Tuesday, December 20, 2005

All Hail the Fallacy Meister

In today's Australian Phillip Adams manages to pack seven fallacies into a single short sentence. The sentence: My generation grew up believing we wouldn't grow up (see link above for full article).

If we play "spot the fallacy" with this sentence, we can make the case that is contains (in context) Factoid Propagation, Observational Selection, Popular Opinion, Simple-Minded Certitude, Special Pleading, Stacking the Deck and Unfounded Generalization.

Phillip seems to be getting more adept and skilled at generating fallacies as he ages. In decades past, a tally of seven fallacies on a "spot the fallacies" bingo card would not be reached until towards the end of one of his columns, and even a few years ago, at least a paragraph of the Master's text would be required.
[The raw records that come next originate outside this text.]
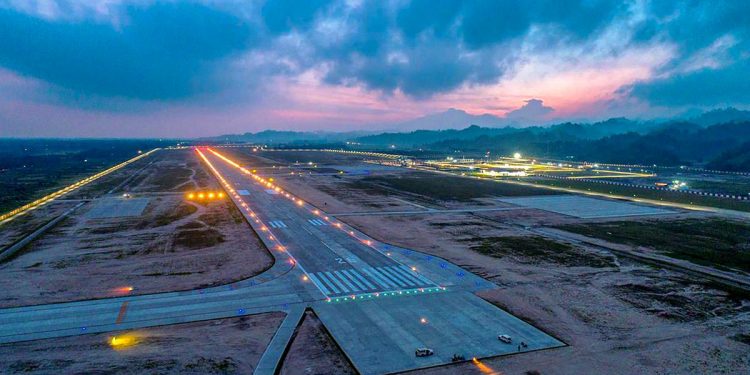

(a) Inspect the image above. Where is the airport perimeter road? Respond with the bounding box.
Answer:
[0,148,564,374]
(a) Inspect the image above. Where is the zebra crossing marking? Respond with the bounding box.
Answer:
[317,272,340,294]
[307,219,328,227]
[380,267,414,286]
[268,220,287,228]
[341,270,368,290]
[310,274,331,295]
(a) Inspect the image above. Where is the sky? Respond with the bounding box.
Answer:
[0,0,750,137]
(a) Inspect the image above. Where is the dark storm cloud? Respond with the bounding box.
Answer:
[261,0,332,35]
[0,0,750,110]
[0,3,252,100]
[624,61,750,107]
[505,99,555,120]
[621,1,750,107]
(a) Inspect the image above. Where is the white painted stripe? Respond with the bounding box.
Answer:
[378,267,414,286]
[341,270,369,290]
[350,270,377,289]
[310,274,331,295]
[362,268,391,289]
[372,268,406,288]
[389,266,422,285]
[318,272,339,294]
[401,266,432,284]
[401,266,433,284]
[324,272,349,293]
[333,271,359,292]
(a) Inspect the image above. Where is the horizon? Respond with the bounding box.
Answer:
[0,1,750,139]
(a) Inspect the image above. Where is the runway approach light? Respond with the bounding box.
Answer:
[185,191,224,201]
[109,334,138,350]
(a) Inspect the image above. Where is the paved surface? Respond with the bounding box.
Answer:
[313,292,563,374]
[0,149,563,373]
[498,195,675,219]
[254,303,306,375]
[331,207,525,217]
[86,197,149,219]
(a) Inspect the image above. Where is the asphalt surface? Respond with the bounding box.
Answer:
[0,149,564,374]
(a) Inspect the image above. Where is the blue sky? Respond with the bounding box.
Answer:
[0,0,750,137]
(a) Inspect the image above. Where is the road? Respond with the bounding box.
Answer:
[0,148,564,374]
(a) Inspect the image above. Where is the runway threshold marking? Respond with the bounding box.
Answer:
[115,301,128,324]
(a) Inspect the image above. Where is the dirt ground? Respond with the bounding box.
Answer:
[279,311,356,375]
[253,153,750,374]
[0,150,273,307]
[0,312,285,374]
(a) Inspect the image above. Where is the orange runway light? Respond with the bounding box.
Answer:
[471,357,495,374]
[113,286,134,294]
[109,333,138,350]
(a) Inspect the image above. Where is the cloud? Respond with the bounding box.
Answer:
[505,99,555,120]
[0,2,253,100]
[621,60,750,107]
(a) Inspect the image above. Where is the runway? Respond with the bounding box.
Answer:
[0,148,564,374]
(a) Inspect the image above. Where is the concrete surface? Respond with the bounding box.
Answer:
[498,195,676,219]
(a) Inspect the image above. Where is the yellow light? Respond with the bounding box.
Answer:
[109,334,138,350]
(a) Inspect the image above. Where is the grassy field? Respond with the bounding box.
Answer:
[351,174,560,201]
[469,236,614,268]
[0,139,167,212]
[527,178,750,212]
[558,219,750,272]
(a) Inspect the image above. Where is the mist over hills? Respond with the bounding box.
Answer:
[210,108,750,170]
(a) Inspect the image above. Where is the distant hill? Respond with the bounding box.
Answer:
[688,107,750,126]
[199,130,368,145]
[386,108,517,133]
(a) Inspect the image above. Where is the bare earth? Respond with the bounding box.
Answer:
[254,153,750,374]
[280,311,356,375]
[0,312,284,374]
[0,151,273,307]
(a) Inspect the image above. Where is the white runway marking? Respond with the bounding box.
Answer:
[310,274,331,295]
[268,220,286,228]
[307,219,327,226]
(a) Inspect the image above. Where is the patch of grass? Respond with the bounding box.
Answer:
[174,228,224,250]
[350,174,560,201]
[466,236,615,268]
[144,202,198,229]
[149,167,192,191]
[729,333,750,345]
[528,178,750,212]
[558,219,750,272]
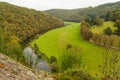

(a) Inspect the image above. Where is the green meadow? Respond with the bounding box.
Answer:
[31,22,120,74]
[91,21,116,34]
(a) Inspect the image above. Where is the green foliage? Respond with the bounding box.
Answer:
[0,2,63,42]
[45,9,82,22]
[56,69,93,80]
[104,26,112,35]
[31,22,120,74]
[90,21,116,34]
[0,2,63,66]
[81,22,92,41]
[60,46,81,70]
[45,2,120,22]
[114,20,120,36]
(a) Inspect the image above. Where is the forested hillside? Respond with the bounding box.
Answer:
[45,2,120,22]
[0,2,64,59]
[46,9,82,22]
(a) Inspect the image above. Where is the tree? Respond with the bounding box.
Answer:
[81,22,92,41]
[104,26,112,35]
[96,18,104,26]
[114,20,120,36]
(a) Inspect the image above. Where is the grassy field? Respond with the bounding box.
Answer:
[91,21,116,34]
[32,22,120,74]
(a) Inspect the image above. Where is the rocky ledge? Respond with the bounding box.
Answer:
[0,53,55,80]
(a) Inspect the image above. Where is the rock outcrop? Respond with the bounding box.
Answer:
[0,53,55,80]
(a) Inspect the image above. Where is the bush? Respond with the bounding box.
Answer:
[60,47,81,70]
[81,22,92,41]
[104,26,112,35]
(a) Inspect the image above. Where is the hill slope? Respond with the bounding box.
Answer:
[0,2,64,59]
[45,9,81,22]
[45,2,120,21]
[0,2,63,40]
[0,53,54,80]
[32,23,120,73]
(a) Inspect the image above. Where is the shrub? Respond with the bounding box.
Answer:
[104,26,112,35]
[81,22,92,41]
[60,47,81,70]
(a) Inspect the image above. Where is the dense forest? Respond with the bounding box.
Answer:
[45,2,120,22]
[0,2,64,59]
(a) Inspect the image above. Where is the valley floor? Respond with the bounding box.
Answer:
[32,22,120,75]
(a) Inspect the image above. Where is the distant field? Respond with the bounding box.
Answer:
[91,21,116,33]
[32,22,119,74]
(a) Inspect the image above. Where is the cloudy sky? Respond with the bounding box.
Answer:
[0,0,120,10]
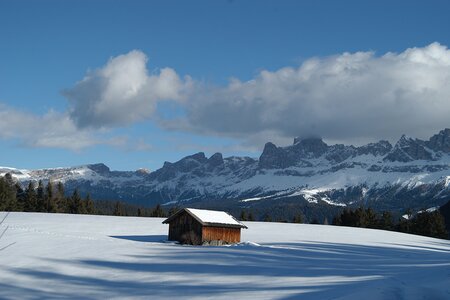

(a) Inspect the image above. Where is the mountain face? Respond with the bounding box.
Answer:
[0,129,450,218]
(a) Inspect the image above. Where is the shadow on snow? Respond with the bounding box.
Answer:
[4,239,450,299]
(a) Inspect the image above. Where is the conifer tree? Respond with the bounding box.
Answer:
[0,174,17,211]
[239,210,248,221]
[24,181,37,211]
[14,182,25,211]
[55,181,69,213]
[36,180,47,212]
[45,180,57,213]
[151,203,166,218]
[263,213,272,222]
[292,214,303,223]
[84,193,95,215]
[69,189,83,214]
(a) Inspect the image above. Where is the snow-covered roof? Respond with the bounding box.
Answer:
[163,208,247,228]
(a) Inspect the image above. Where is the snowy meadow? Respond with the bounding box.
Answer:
[0,212,450,300]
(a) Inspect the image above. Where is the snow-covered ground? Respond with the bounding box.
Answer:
[0,212,450,300]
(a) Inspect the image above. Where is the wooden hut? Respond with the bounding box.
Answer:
[163,208,247,245]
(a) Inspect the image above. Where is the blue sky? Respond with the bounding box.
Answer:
[0,0,450,170]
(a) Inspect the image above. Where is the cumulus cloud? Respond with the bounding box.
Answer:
[63,50,191,128]
[4,43,450,151]
[161,43,450,142]
[0,103,151,152]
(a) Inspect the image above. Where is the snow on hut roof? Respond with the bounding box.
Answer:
[163,208,247,228]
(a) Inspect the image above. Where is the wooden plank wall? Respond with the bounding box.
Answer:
[202,226,241,243]
[169,212,202,245]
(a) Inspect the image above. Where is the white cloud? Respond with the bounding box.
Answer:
[165,43,450,142]
[0,43,450,151]
[64,50,191,128]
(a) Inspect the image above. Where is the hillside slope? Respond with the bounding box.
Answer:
[0,129,450,213]
[0,213,450,299]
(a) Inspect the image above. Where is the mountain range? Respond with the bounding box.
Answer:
[0,128,450,216]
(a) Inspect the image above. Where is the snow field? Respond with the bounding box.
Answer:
[0,212,450,300]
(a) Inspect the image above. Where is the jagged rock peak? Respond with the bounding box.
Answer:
[357,140,392,156]
[182,152,207,162]
[426,128,450,153]
[136,168,150,175]
[384,135,433,162]
[292,137,328,157]
[208,152,227,167]
[87,163,110,174]
[293,136,323,145]
[259,142,294,169]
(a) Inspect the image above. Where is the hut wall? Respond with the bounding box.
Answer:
[169,212,202,245]
[202,226,241,243]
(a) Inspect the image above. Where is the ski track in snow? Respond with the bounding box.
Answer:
[0,212,450,300]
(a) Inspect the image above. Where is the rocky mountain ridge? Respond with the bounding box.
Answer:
[0,129,450,216]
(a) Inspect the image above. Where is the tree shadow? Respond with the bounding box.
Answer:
[0,239,450,299]
[109,235,167,243]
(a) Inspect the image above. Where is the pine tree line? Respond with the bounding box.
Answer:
[0,173,165,217]
[333,207,449,239]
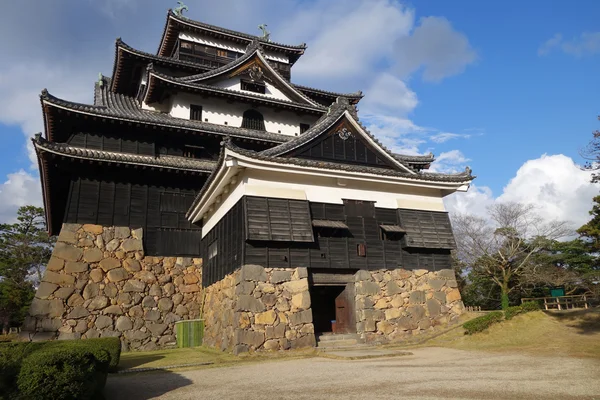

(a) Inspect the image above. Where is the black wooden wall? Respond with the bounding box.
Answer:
[202,196,452,285]
[64,168,206,257]
[294,131,391,168]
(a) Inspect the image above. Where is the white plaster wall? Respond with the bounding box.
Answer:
[170,93,317,136]
[211,76,291,101]
[202,170,446,237]
[179,32,290,64]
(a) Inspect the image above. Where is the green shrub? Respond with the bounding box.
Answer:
[521,301,540,312]
[463,311,504,335]
[17,346,110,400]
[504,306,524,320]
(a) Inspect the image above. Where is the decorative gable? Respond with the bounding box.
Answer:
[286,119,396,168]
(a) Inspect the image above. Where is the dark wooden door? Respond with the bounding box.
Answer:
[334,283,356,333]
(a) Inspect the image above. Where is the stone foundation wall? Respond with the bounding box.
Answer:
[355,269,464,342]
[23,224,202,350]
[204,265,316,354]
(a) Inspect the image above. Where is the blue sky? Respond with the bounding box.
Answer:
[0,0,600,224]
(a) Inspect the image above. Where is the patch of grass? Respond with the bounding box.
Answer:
[119,347,316,370]
[426,309,600,358]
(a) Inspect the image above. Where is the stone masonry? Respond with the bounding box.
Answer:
[204,265,316,354]
[23,224,202,350]
[355,269,464,342]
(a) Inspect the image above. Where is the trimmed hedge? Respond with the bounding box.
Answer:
[0,338,121,400]
[17,346,110,400]
[463,311,504,335]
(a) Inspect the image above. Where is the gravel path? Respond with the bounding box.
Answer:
[105,348,600,400]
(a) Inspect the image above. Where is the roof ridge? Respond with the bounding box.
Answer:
[148,64,326,111]
[167,9,306,50]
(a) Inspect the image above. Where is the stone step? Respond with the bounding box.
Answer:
[317,339,359,349]
[317,333,360,342]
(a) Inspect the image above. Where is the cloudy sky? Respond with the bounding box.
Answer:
[0,0,600,225]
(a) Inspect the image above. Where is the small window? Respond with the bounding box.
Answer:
[190,104,202,121]
[241,80,266,94]
[356,243,367,257]
[208,240,219,260]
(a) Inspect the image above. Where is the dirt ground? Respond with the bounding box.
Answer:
[105,347,600,400]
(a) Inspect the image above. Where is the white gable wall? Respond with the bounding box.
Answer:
[170,93,317,136]
[210,76,291,101]
[202,170,446,237]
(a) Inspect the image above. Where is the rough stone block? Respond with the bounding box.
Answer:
[238,264,267,282]
[290,333,317,349]
[52,242,83,261]
[235,295,266,313]
[83,248,104,263]
[65,261,89,274]
[356,282,381,296]
[35,282,58,299]
[82,282,100,300]
[271,271,292,283]
[409,290,425,304]
[121,239,144,253]
[433,292,446,304]
[115,226,131,239]
[57,229,77,244]
[292,292,310,310]
[437,269,456,280]
[29,298,50,316]
[446,289,460,303]
[43,271,75,286]
[289,310,312,325]
[146,324,168,337]
[88,296,108,311]
[46,256,65,271]
[100,258,121,272]
[106,268,129,282]
[427,299,441,317]
[115,315,133,332]
[283,278,308,295]
[123,279,146,293]
[254,310,277,325]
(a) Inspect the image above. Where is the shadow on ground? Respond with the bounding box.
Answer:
[119,353,165,370]
[545,307,600,335]
[104,370,193,400]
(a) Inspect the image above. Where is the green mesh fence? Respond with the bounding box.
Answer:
[175,319,204,347]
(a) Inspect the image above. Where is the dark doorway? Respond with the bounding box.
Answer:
[310,284,356,333]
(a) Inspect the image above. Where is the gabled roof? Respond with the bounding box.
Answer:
[32,134,216,173]
[157,10,306,63]
[111,38,210,96]
[186,140,475,221]
[260,97,416,174]
[143,66,327,114]
[166,40,325,110]
[40,85,290,143]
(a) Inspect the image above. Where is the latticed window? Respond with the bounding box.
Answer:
[242,110,266,131]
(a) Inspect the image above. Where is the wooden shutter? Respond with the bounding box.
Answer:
[244,196,314,242]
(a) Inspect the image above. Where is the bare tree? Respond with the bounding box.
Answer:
[452,202,572,308]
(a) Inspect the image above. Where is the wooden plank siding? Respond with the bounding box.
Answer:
[292,126,393,168]
[64,174,201,257]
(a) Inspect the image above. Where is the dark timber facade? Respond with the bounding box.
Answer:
[28,8,474,352]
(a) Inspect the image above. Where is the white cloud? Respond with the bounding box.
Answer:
[538,32,600,57]
[430,132,471,143]
[429,150,471,173]
[0,170,42,223]
[445,154,599,227]
[288,0,414,81]
[395,17,477,82]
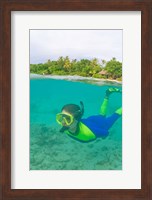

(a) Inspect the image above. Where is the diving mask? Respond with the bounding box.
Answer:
[56,113,74,126]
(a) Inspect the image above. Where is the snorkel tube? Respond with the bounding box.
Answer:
[60,101,84,133]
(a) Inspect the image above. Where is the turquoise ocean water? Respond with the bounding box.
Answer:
[30,78,122,170]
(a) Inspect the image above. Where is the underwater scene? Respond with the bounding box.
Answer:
[30,77,122,170]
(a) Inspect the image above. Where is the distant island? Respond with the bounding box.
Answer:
[30,56,122,82]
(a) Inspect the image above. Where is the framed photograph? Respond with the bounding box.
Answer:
[0,0,152,199]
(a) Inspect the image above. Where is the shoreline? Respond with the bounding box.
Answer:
[30,74,122,85]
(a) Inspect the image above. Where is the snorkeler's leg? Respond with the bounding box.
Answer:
[100,88,121,116]
[106,107,122,129]
[100,96,108,116]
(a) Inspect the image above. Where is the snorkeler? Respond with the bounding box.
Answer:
[56,88,122,142]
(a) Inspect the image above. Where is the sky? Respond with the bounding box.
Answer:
[30,30,122,64]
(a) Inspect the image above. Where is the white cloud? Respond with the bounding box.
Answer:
[30,30,122,63]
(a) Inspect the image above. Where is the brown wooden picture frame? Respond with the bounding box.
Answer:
[0,0,152,200]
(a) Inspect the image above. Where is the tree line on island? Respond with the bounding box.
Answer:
[30,56,122,81]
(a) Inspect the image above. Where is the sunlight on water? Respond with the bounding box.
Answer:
[30,79,122,170]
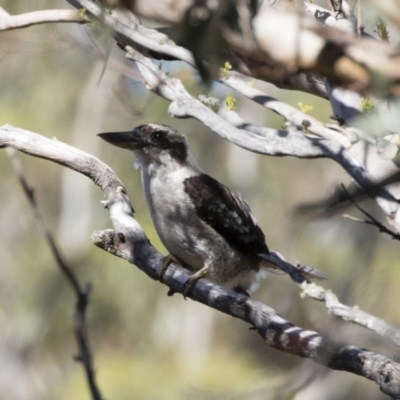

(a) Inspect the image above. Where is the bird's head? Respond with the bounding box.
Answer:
[98,124,188,162]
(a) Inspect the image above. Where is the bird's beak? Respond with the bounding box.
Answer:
[97,129,147,150]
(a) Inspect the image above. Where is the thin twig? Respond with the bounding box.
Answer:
[341,184,400,240]
[6,148,102,400]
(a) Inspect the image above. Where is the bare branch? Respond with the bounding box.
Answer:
[0,126,400,397]
[6,148,102,400]
[221,72,354,148]
[342,185,400,240]
[300,282,400,346]
[0,10,90,32]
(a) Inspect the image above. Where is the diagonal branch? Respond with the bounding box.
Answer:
[7,148,102,400]
[342,184,400,240]
[0,125,400,397]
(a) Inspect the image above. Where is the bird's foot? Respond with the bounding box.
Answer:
[233,286,250,305]
[183,266,209,300]
[157,254,181,282]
The question arises: "How is it possible for a single person to be so prolific in generating fallacies, and further, how can he become even better with advancing age?"

The answer I think lies in Phillip's increasing self-obsession and ego centrism. To Phillip, his own experience is the experience of all others, and his own views about anything and everything are the only views which could possibly be held by any right-thinking person. So he feels that he merely has to assert a belief, and that is the end of argument. By definition he is right. His beliefs are truths. So if he says that his generation grew up believing that they wouldn't grow up, then it is so. Others of his generation who don't have such a recollection are deluded, or they are liars. Phillip has written, and it is so.